This photograph has accompanied me all my life.
I have always known who one of the young men was, my father then known as Bill Williams although he had been baptised Leslie. Of the others, I could recognise the Duke of York and the largest man in the front row, as a child, I named , ‘prawns’, I suppose because of magnificent moustache.
When it was taken or where I didn’t know, any more than I knew the names of the other young and not so young men. All was partially revealed in 2015 when I found the same photograph in the archive of the Royal Army Ordnance Corps annotated with names. I say partially revealed because whilst the names were there, I still didn’t know who they were, whence they had come or whither they would go.
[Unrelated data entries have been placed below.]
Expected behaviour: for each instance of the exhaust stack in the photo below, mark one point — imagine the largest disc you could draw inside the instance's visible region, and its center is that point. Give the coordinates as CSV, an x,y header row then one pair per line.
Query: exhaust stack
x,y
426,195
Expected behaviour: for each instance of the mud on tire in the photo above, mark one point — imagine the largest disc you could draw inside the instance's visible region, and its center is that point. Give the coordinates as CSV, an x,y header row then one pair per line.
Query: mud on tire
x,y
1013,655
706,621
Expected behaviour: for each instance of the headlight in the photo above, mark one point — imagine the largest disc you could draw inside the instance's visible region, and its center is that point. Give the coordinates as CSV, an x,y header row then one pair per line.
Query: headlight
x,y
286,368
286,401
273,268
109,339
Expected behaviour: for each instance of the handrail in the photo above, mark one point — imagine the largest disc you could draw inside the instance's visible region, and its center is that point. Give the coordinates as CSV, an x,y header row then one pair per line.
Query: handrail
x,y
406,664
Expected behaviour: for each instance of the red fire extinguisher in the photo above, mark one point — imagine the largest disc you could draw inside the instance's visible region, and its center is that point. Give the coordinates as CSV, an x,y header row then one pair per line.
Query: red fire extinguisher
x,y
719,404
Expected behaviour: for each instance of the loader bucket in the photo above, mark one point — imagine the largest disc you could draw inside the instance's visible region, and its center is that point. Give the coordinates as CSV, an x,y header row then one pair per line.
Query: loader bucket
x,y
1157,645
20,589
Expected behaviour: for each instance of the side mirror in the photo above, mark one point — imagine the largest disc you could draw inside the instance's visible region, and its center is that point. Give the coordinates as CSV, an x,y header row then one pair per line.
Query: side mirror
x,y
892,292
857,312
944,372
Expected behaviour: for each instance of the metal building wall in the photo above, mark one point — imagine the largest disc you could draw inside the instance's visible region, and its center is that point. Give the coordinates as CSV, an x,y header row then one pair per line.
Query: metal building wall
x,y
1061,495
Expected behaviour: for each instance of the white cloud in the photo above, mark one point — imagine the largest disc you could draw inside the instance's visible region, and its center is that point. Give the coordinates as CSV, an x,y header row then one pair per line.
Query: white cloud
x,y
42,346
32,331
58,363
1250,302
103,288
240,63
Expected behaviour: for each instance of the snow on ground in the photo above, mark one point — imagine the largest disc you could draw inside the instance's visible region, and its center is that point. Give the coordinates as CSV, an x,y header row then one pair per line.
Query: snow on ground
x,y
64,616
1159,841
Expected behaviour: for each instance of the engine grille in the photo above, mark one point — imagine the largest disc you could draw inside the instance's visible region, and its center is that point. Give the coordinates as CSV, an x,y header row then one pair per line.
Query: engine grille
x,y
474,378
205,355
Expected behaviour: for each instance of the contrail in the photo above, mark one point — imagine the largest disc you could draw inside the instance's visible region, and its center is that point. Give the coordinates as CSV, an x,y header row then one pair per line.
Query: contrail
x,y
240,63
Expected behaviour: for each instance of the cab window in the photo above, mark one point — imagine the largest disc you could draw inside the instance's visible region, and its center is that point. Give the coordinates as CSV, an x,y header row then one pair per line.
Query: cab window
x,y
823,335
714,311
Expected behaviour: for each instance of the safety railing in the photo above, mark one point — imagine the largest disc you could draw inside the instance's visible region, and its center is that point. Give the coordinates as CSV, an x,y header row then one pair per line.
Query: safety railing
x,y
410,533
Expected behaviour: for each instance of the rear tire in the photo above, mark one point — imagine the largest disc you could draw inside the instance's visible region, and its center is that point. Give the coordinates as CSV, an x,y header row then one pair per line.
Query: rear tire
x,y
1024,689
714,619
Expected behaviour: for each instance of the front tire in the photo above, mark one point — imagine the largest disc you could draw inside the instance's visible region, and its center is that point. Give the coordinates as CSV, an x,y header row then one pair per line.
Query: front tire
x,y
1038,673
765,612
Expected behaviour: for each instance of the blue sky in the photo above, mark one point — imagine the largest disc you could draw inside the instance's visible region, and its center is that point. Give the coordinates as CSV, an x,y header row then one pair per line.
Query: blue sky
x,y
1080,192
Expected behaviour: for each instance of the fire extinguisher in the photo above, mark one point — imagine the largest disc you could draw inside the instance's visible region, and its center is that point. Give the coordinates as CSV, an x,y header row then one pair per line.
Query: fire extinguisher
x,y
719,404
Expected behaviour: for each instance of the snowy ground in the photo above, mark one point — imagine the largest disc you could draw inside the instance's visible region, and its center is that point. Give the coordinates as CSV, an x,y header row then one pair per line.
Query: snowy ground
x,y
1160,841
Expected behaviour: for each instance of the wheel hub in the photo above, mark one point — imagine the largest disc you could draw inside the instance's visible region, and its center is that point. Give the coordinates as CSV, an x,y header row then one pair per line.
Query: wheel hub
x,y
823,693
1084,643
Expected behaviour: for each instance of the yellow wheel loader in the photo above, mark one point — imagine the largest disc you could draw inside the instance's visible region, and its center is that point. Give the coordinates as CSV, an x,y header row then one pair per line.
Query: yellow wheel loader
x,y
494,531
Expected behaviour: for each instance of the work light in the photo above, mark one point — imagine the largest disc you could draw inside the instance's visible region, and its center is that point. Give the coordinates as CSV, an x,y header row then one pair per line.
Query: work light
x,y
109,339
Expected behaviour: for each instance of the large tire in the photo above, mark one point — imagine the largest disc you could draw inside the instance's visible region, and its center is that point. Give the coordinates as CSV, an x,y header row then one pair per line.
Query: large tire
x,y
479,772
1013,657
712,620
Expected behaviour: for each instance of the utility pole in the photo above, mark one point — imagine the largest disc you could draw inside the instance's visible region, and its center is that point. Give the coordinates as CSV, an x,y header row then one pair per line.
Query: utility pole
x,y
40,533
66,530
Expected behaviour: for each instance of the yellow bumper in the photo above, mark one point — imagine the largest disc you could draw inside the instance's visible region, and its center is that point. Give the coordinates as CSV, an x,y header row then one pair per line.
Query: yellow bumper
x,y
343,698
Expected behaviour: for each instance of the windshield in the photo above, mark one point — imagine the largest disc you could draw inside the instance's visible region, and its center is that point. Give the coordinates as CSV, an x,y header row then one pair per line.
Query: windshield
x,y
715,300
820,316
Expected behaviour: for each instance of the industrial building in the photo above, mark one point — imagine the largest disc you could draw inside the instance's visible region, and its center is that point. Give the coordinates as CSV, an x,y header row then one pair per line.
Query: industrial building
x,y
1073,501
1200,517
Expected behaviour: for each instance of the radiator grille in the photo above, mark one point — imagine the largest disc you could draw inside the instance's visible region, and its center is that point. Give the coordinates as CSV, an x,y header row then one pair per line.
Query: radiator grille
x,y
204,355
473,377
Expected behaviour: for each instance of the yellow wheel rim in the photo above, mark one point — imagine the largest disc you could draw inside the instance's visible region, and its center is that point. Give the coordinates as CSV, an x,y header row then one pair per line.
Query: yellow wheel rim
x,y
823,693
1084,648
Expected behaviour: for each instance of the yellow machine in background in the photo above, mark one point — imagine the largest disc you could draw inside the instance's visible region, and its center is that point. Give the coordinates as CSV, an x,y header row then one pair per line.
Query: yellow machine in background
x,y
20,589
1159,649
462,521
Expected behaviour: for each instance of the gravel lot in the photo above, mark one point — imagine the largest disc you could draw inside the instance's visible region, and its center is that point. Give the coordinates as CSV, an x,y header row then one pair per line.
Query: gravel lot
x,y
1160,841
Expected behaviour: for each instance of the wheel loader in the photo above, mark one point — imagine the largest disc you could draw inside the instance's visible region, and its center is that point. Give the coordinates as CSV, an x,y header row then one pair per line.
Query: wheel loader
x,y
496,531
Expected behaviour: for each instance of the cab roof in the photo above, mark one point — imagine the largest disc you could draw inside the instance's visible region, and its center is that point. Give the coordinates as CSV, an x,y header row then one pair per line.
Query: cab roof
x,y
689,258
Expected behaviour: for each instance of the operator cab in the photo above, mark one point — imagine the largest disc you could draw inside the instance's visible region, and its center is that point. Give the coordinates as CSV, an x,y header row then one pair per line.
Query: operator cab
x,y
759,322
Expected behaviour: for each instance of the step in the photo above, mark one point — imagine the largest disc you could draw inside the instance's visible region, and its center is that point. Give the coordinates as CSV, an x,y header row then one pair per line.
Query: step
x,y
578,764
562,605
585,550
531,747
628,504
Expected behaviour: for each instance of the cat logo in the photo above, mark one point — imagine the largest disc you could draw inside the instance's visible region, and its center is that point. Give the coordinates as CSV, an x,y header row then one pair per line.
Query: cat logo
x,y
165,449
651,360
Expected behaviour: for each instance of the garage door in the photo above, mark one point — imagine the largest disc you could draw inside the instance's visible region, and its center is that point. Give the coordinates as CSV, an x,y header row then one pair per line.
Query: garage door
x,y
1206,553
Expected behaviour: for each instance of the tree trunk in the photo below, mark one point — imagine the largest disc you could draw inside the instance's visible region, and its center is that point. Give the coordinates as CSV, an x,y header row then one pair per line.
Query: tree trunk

The photograph was taken on 2 May 1922 at the then HQ of the RAOC at Hilsea and many of those in the picture were on the very first Ordnance officers course held at Woolwich . That course, comprising two dozen men from the RAOC but also the RA and Indian and Canadian Ordnance, produced no fewer than five Major-Generals and eleven Brigadiers.
I embarked on a quest and, just in case it may seem to the reader a rather pointless quest, I can reveal that from this group would emerge the small group who masterminded the Ordnance supply success of D Day. This quest digs beneath many of the names that appear in my books, War on Wheels and Ordnance. It resulted in my book, Dunkirk to D Day.